By Joshua Gallu and Michael Riley - Mar 26, 2012 2:46 AM GMT+0700
Senior White House adviser David Plouffe defended the health care law enacted by President Barack Obama as the Supreme Court prepares for three days of hearings to determine the fate of the measure.
“Where the American people are right now is they don’t want to go refight this battle again,” Plouffe said today on CNN’s “State of the Union” program. “You ask people, should we go back to square one? People don’t want to do that.”
The Supreme Court is scheduled to hear arguments this week in a challenge that pits the Obama administration against 26 states that say Congress overstepped its authority by requiring Americans to obtain health insurance or pay a penalty.
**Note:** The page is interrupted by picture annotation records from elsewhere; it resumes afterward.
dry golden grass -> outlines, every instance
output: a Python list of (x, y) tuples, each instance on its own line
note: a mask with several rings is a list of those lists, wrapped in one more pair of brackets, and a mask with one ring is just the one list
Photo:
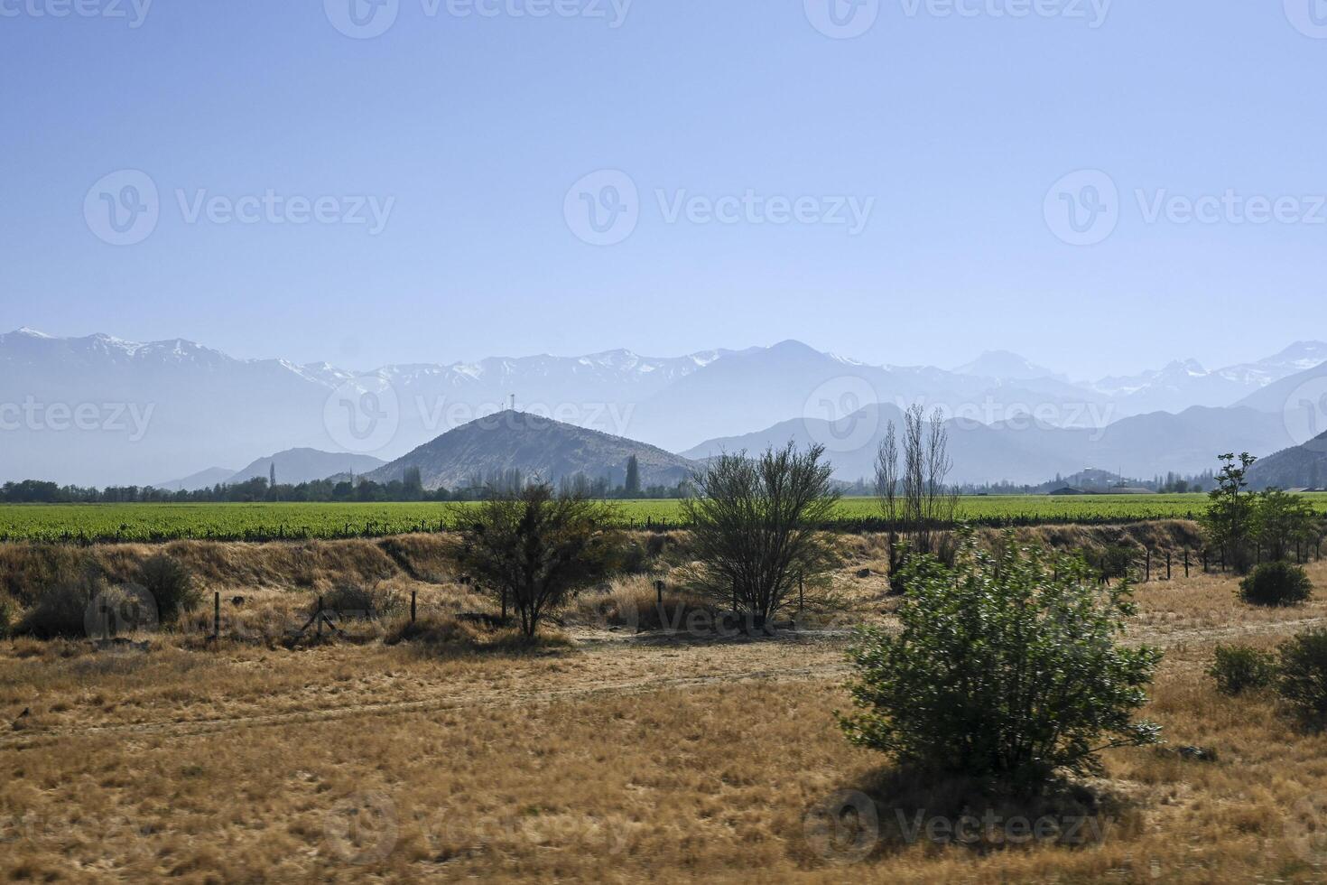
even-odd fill
[[(821, 588), (831, 626), (889, 621), (874, 544), (853, 539)], [(471, 588), (401, 569), (387, 580), (419, 593), (419, 629), (445, 633), (434, 644), (384, 642), (394, 622), (287, 649), (264, 625), (307, 614), (312, 590), (285, 588), (238, 590), (220, 644), (192, 630), (109, 650), (0, 642), (0, 876), (1323, 881), (1327, 738), (1267, 697), (1216, 694), (1202, 673), (1217, 641), (1270, 647), (1327, 618), (1327, 565), (1311, 575), (1319, 593), (1291, 609), (1245, 606), (1220, 576), (1139, 586), (1132, 638), (1166, 646), (1148, 715), (1169, 747), (1109, 754), (1104, 779), (1031, 805), (898, 778), (849, 747), (832, 718), (847, 703), (835, 630), (714, 641), (600, 628), (622, 600), (653, 601), (648, 579), (579, 604), (560, 638), (529, 650), (458, 617), (492, 610)], [(1173, 751), (1186, 744), (1217, 760)], [(841, 791), (880, 816), (861, 852), (809, 825)], [(1103, 837), (993, 851), (900, 839), (920, 812), (987, 805), (1005, 820), (1088, 813)]]

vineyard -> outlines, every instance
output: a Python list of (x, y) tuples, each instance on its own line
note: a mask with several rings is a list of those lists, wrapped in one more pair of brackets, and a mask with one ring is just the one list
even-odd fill
[[(1327, 494), (1308, 495), (1327, 511)], [(0, 507), (0, 541), (170, 541), (301, 540), (378, 537), (447, 528), (474, 504), (11, 504)], [(1206, 508), (1204, 495), (1083, 495), (1075, 498), (974, 496), (959, 502), (959, 517), (975, 525), (1101, 524), (1151, 519), (1192, 519)], [(682, 523), (675, 500), (616, 502), (625, 528), (670, 528)], [(882, 528), (871, 498), (839, 504), (832, 528)]]

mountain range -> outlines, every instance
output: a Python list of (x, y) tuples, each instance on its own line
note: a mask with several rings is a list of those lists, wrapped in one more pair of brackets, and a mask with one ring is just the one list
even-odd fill
[[(965, 480), (1043, 482), (1087, 466), (1188, 472), (1212, 466), (1218, 451), (1306, 442), (1322, 419), (1315, 410), (1327, 411), (1319, 386), (1327, 389), (1327, 344), (1316, 341), (1212, 372), (1176, 361), (1076, 382), (1001, 350), (955, 369), (872, 365), (784, 341), (679, 357), (609, 350), (354, 373), (238, 360), (184, 340), (20, 329), (0, 334), (0, 482), (142, 484), (207, 468), (200, 482), (224, 472), (208, 466), (292, 448), (386, 462), (510, 410), (512, 395), (523, 413), (686, 456), (828, 434), (844, 479), (869, 475), (876, 434), (913, 402), (955, 417), (955, 478)], [(874, 422), (869, 433), (864, 421)]]

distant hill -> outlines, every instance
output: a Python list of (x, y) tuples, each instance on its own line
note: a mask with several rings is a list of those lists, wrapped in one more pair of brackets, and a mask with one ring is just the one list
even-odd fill
[(183, 479), (171, 479), (165, 483), (153, 483), (153, 488), (165, 488), (169, 492), (196, 492), (200, 488), (211, 488), (218, 483), (224, 483), (235, 471), (230, 467), (208, 467)]
[(326, 479), (333, 474), (354, 471), (358, 476), (382, 467), (386, 462), (372, 455), (352, 455), (346, 452), (320, 451), (317, 448), (287, 448), (267, 458), (259, 458), (244, 470), (228, 476), (226, 483), (243, 483), (271, 475), (276, 464), (276, 482), (283, 486), (297, 486)]
[[(876, 447), (889, 422), (901, 427), (902, 413), (892, 405), (872, 405), (837, 422), (795, 418), (754, 434), (711, 439), (682, 455), (701, 459), (790, 441), (798, 447), (823, 443), (835, 478), (851, 482), (874, 475)], [(1085, 464), (1117, 466), (1119, 472), (1135, 476), (1188, 474), (1213, 467), (1222, 451), (1269, 452), (1289, 442), (1281, 415), (1251, 409), (1193, 407), (1178, 415), (1158, 411), (1124, 418), (1104, 430), (962, 419), (946, 426), (954, 459), (950, 480), (957, 483), (1036, 484), (1048, 474), (1072, 475)]]
[(1327, 484), (1327, 434), (1267, 455), (1249, 468), (1253, 488), (1322, 488)]
[(694, 467), (656, 446), (528, 413), (500, 411), (449, 430), (366, 476), (387, 483), (418, 467), (425, 488), (434, 490), (468, 486), (476, 478), (515, 468), (548, 482), (584, 474), (621, 484), (632, 455), (640, 463), (642, 486), (674, 486)]

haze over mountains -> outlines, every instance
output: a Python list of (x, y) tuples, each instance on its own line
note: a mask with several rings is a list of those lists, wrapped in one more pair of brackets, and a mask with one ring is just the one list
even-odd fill
[[(790, 438), (825, 442), (844, 479), (869, 474), (884, 423), (924, 402), (959, 417), (957, 479), (1043, 482), (1087, 466), (1151, 475), (1205, 470), (1218, 451), (1266, 455), (1310, 439), (1323, 422), (1315, 410), (1327, 413), (1319, 387), (1327, 393), (1327, 344), (1316, 341), (1212, 372), (1176, 361), (1074, 382), (999, 350), (946, 370), (868, 365), (796, 341), (357, 374), (236, 360), (183, 340), (21, 329), (0, 334), (0, 480), (143, 484), (291, 448), (386, 462), (507, 409), (512, 394), (523, 411), (687, 456)], [(297, 482), (279, 472), (280, 482)]]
Obama’s health-care overhaul is shaping up as a prime issue in the presidential election, as is a Republican plan to cut taxes and federal spending.
The law signed by Obama in 2010 has been criticized by Republican presidential candidates, including Mitt Romney and Rick Santorum, who have said they would repeal it if they win the November presidential election.
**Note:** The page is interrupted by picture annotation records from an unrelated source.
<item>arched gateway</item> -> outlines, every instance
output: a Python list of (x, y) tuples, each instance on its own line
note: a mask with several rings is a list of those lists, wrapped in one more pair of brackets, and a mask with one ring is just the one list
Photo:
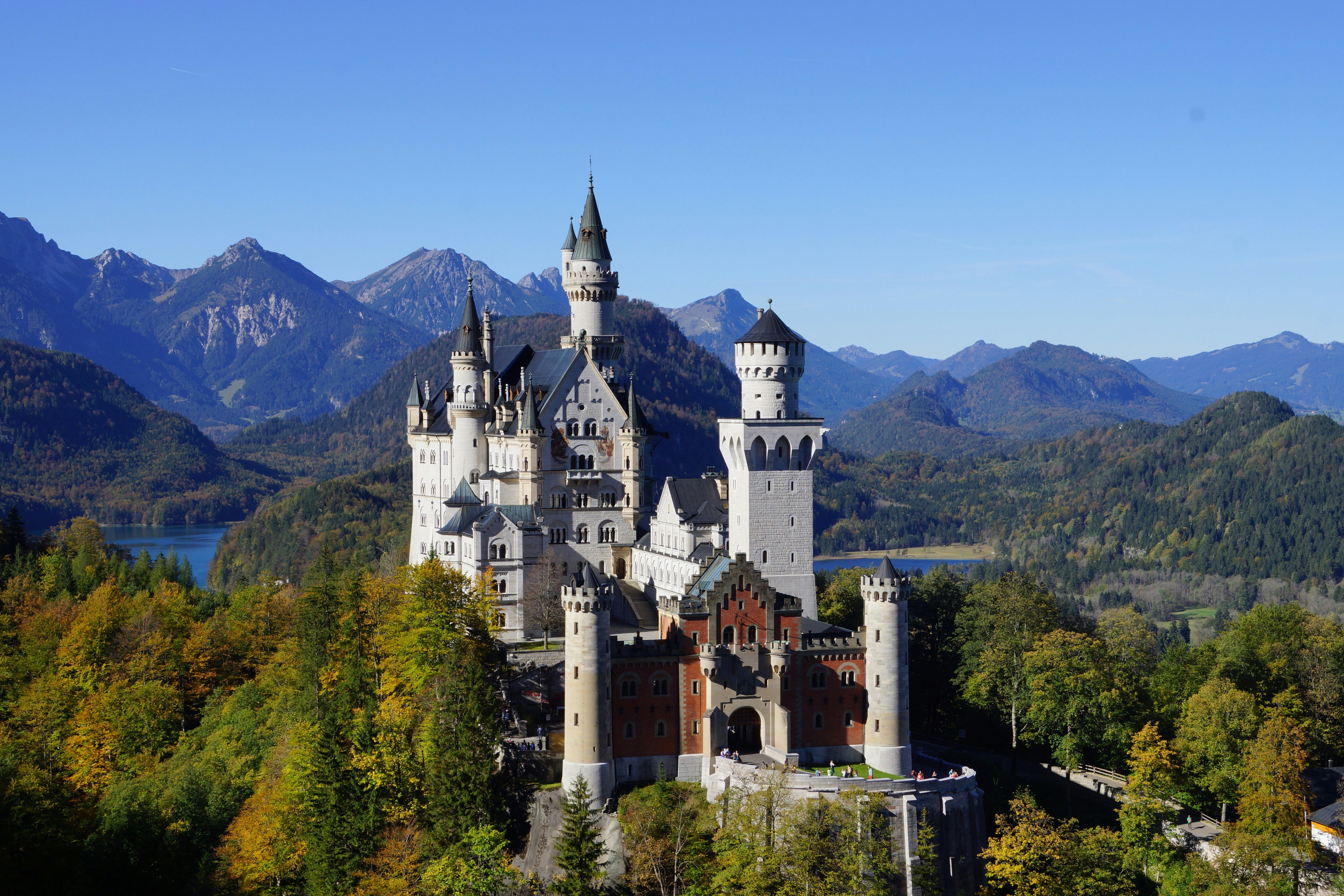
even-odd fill
[(728, 750), (761, 752), (761, 716), (755, 709), (742, 707), (728, 716)]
“The important thing right now, what we can control is, implement this law well, make sure that we continue to try to educate people about what’s in the law,” Plouffe said in the interview. “The Supreme Court process will play out.”
Godfather of Mandates
Plouffe, speaking on NBC’s “Meet the Press,” called Romney the “godfather” of health-care insurance mandates, referring to the former governor’s role in enacting a law in Massachusetts that resembles the federal plan pushed by Obama.
In an interview today with CBS’s “Face the Nation,” Santorum echoed Plouffe on that count, calling Romney the “worst candidate” to campaign against Obama on the issue of health-care insurance.
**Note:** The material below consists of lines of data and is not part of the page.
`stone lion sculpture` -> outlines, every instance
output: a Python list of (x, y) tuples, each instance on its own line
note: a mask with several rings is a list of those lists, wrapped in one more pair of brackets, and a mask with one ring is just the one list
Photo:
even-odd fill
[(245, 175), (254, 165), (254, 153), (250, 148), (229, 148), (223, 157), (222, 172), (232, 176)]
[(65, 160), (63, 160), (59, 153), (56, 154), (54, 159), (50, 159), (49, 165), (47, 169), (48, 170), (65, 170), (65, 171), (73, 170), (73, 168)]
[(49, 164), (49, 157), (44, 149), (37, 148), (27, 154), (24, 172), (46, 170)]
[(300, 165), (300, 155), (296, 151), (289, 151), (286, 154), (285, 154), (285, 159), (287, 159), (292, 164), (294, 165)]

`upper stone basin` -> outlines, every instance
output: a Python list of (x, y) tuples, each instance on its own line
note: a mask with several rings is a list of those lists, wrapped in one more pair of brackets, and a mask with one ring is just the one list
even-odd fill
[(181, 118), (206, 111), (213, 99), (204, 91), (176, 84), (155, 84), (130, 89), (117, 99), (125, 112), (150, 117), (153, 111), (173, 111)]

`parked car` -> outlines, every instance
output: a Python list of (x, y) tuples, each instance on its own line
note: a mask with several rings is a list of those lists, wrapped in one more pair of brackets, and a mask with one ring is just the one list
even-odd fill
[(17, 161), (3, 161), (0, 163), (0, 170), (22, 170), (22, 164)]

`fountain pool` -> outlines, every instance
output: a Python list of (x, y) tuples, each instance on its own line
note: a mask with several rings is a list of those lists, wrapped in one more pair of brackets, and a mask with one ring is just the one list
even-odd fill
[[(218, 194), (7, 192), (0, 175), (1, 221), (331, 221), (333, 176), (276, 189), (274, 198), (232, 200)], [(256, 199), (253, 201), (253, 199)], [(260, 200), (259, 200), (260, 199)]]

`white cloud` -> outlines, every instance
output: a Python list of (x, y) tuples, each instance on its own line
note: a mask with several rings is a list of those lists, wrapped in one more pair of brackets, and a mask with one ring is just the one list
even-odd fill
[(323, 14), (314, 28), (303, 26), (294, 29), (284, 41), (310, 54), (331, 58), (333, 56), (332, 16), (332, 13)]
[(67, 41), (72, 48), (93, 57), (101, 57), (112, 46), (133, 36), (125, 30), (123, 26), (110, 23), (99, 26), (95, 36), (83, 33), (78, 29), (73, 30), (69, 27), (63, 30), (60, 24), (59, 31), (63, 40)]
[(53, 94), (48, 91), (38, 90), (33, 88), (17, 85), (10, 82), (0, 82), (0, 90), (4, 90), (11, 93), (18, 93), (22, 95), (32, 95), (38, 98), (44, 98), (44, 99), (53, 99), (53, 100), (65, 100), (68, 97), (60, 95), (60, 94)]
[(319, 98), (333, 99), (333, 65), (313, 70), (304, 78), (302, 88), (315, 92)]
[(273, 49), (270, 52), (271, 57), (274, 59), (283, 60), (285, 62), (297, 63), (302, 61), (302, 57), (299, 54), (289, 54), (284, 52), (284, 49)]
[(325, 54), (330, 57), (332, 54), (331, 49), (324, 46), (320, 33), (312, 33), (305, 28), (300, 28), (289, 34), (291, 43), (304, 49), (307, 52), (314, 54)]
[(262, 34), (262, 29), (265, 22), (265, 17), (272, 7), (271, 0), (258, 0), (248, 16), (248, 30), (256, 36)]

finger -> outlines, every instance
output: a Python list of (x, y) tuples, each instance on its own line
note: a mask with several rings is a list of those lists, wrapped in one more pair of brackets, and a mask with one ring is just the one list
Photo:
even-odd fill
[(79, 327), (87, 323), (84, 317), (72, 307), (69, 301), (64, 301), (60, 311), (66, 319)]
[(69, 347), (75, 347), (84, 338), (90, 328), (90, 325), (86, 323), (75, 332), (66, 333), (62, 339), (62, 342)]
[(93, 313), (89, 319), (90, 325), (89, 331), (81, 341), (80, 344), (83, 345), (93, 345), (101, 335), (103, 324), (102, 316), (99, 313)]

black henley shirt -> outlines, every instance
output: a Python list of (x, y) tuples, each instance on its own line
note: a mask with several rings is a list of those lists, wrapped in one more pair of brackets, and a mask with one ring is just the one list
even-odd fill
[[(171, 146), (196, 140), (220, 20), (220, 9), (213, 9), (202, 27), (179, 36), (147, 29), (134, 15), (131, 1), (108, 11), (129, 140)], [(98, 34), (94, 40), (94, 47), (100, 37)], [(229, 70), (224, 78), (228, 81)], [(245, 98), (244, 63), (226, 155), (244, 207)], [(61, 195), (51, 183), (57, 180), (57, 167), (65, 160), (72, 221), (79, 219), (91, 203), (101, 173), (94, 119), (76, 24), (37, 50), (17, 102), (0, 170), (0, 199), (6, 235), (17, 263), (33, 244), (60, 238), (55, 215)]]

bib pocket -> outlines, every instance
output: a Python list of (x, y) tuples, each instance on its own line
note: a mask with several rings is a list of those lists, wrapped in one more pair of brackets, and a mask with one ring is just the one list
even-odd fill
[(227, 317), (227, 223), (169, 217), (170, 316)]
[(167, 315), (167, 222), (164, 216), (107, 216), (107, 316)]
“Heck, he created the blueprint for the government takeover of health care that President Obama followed,” Santorum, who won yesterday’s Republican presidential primary in Louisiana, said.
Romney, who leads in the number of delegates needed to win the Republican nomination, has said that, while he supported the individual mandate for the state of Massachusetts, the federal government shouldn’t impose the requirement in all states.
‘Rubber Stamp’
Plouffe, in an interview today with ABC’s “This Week,” said Romney would “rubber stamp” a budget proposal by House Budget Committee Chairman Paul Ryan that “showers huge additional tax cuts on the wealthy.”
On “Fox News Sunday,” Ryan, the architect of the House budget plan to cut federal spending over 10 years by $5.3 trillion below Obama’s budget, said that Republicans might consider eliminating popular tax breaks on only the highest earners.
Those include the home mortgage deduction, which congressional budget analysts estimate costs the Treasury $100 billion a year, or the exclusion of employer-provided health insurance from taxable income, which costs $164 billion a year. Ultimately, those details would have to be decided by the House Ways and Means Committee.
“Instead of giving those write-offs to people in the top tax brackets, take those tax shelters away,” Ryan said in the interview on Fox. “You get more revenue and we can lower everybody’s tax rate in return.”